Buying a good quality vaporizer is well worth the money vs making your own,
unless you are skilled enough to make your own quality vaporizer (with proper
temperature control).

Also, cooking it in oil/butter is also a healthier alternative (the healthiest
alternative probably). I do that as well, but that's more for when I will be
out in public where I can't use my vaporizer (really great for concerts for
example). I generally cook the oil or butter into baked goods (brownies or
chocolate chip cookies), or sometimes take spoonfuls of the oil straight.

The only problem with both of these methods is that you are committing to
using a certain amount and its harder to regulate how high you get. With
eating it, you don't feel it for an hour or so, so its sometimes hard to judge
how much you need unless you've already tried a batch. With vaporizers,
whatever you put into the vaporizer gets used up, and you can either waste it
by not inhaling it all, or inhale it all which could lead to getting higher
than you wanted to. With smoking its easier to regulate as you can just put it
out or not toke again; or take your time between tokes.

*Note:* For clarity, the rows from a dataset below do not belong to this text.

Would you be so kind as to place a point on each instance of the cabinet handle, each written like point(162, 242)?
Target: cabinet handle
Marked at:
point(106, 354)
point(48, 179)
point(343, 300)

As for actually using when coding, I do occasionally work on my personal
projects after getting high; but this is more because I'm obsessed with coding
and working on these projects more than purposefully getting high with the
intentions of sitting down and coding.

I don't know if it improves my abilities, really, but it does make doing
mundane tasks more tolerable. It allows me to focus and get lost in the
problem. And also I sometimes do brainstorming and come up with ideas which I
quickly note down before I forget. It makes my imagination start to think
about the problems I am working on, which leads to actually having the
motivation to try out what I'm imagining, hence why I often end up coding
after I get high (though generally after I've come down a bit). The idea that
pot de-motivates you is a myth in my opinion.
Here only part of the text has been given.